A Regulator of Age-Related Stem Cell Exhaustion in Flies
Stem cells support surrounding tissue by providing a supply of new cells to replace those lost to the Hayflick limit on somatic cell replication. This activity declines with age, and the reduced supply of replacement cells is a major contributing cause of loss of tissue function. For at least some types of stem cell, loss of activity is a response to the aged environment rather than a matter of cell damage or reduced stem cell population size. Here, researchers explore the mechanisms by which stem cell activity declines with age in flies, and find one point of potential intervention that might be influenced to increase stem cell activity in old flies.
During aging, miscellaneous changes occur in tissue stem cells. Tissue stem cells often exhibit two opposite phenotypes: proliferation and exhaustion. Proliferation can lead to dysplasia and tumorigenesis. Stem cell exhaustion is often defined as a decline in stem cell numbers and renewal capacity. Although stem cell quiescence and exhaustion share the same property of suppressed proliferation, they are distinct in a sense that quiescent cells, but not exhausted cells, can proliferate upon receiving stresses. Thus, stem cell exhaustion can be defined as a stress-induced cellular status exhibiting decrease of either the cell number or proliferative capacity, which makes stem cells refractory to stimulation and unable to renew upon receiving additional stresses.

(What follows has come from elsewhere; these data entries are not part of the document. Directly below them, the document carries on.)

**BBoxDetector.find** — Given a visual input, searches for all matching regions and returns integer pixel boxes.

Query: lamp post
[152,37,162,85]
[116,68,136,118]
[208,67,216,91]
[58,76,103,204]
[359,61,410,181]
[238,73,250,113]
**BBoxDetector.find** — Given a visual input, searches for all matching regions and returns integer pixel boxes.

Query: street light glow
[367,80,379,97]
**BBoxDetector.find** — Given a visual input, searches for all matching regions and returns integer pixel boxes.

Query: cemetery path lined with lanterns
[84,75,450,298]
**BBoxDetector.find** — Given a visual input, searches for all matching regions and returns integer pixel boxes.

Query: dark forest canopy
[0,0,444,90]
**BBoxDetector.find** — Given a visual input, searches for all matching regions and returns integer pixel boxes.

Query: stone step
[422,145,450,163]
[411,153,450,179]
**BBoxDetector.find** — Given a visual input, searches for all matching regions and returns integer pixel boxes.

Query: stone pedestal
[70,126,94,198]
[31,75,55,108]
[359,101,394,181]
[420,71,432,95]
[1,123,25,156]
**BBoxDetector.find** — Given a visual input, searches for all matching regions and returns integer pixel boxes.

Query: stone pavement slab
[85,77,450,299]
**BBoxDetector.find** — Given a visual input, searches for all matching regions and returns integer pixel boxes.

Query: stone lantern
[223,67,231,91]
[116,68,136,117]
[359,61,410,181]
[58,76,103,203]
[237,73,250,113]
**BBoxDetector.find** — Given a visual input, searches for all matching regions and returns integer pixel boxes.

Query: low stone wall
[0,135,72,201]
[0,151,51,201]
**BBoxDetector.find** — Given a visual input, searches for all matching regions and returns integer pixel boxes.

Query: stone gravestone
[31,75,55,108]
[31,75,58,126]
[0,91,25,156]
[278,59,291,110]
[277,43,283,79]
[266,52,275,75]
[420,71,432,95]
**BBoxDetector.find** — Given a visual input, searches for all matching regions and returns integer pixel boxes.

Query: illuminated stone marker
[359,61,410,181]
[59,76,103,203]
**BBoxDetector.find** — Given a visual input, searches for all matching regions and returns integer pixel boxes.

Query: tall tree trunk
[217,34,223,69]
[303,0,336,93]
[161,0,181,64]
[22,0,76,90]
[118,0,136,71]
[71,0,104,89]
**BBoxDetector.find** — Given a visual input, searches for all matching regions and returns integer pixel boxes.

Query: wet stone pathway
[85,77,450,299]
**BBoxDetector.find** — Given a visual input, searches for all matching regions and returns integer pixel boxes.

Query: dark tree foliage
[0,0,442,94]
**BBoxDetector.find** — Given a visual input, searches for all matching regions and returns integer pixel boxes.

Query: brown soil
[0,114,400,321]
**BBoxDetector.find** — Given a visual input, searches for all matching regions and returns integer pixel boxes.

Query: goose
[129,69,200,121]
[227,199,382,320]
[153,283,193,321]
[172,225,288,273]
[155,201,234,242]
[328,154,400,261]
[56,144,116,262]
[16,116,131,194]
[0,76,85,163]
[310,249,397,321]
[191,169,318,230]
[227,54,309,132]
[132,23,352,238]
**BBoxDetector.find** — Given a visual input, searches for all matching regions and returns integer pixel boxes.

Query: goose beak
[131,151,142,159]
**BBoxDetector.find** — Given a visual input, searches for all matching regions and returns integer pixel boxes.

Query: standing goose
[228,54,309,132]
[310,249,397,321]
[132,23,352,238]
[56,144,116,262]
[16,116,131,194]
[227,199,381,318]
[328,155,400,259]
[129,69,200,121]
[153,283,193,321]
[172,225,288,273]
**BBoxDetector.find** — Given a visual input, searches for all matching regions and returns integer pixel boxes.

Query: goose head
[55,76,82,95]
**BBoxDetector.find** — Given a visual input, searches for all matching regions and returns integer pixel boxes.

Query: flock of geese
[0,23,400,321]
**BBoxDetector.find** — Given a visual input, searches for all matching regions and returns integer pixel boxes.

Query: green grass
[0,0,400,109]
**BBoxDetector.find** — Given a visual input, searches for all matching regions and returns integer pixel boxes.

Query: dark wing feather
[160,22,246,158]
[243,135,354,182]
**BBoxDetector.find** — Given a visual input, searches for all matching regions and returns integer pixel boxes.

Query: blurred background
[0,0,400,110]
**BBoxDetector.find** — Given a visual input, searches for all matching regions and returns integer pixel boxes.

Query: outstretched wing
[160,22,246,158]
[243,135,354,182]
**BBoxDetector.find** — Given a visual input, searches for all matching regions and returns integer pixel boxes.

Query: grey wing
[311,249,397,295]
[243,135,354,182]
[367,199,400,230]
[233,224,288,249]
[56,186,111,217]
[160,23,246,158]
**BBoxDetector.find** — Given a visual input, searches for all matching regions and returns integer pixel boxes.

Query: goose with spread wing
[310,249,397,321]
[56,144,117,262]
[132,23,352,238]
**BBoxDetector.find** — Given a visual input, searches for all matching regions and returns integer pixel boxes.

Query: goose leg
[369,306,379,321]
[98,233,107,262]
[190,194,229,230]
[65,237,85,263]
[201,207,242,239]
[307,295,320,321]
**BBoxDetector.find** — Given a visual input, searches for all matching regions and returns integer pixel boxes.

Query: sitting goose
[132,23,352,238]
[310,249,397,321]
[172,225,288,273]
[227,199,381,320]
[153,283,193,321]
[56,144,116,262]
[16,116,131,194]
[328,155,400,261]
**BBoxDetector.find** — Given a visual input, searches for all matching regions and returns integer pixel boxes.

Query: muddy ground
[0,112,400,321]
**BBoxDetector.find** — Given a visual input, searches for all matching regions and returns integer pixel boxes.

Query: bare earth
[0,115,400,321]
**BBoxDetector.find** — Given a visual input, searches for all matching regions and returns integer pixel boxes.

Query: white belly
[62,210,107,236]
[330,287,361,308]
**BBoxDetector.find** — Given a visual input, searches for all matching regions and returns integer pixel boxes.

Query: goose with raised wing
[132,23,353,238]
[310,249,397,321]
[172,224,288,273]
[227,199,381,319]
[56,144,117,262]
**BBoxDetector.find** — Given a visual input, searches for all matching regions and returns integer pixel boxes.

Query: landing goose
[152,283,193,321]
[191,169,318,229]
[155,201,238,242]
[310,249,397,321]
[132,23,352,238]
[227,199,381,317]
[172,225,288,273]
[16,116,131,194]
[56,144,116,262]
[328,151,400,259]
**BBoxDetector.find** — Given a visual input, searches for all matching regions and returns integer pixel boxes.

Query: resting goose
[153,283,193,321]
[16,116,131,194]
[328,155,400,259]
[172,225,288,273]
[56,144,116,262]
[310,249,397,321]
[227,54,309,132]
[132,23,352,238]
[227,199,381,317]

Aging-induced stem cell exhaustion occurs in many types of tissue stem cells in mice, including hematopoietic stem cells, intestinal stem cells (ISCs), skeletal muscle stem cells, and hair follicle stem cells. Stem cell exhaustion can occur due to two mechanisms: (1) replicative stress in response to proliferation and (2) mechanisms independent of cell proliferation. The resulting phenotype, proliferation or exhaustion, likely depends on the tug of war competition between conflicting signals. In Drosophila, ISCs demonstrate a proliferative phenotype during aging. Many studies focused on what is driving aging-induced ISC proliferation and elucidated the mechanisms such as JNK signaling, commensal dysbiosis, epithelial barrier disruption, mitochondrial regulation, and an ABC transporter-mediated folate accumulation. Although PIWI was suggested to suppress Jak-Stat-mediated exhaustion of ISCs, signaling that skews ISCs toward exhaustion during aging is not known. There might be some undiscovered signals that lead cells toward exhaustion.
There are many silent changes in chromatin structures and gene expression that are not necessarily reflected in manifested phenotypes during aging. Here through analyses of chromatin accessibility and gene expression in intestinal progenitor cells during aging, we discovered changes of chromatin accessibility and gene expression that have a propensity to exhaust intestinal stem cells (ISCs). During aging, Trithorax-like (Trl) target genes, ced-6 and ci, close their chromatin structures and decrease their expression in intestinal progenitor cells. Inhibition of Trl, ced-6, or ci exhausts ISCs. This study provides new insight into changes of chromatin accessibility and gene expression that have a potential to exhaust ISCs during aging.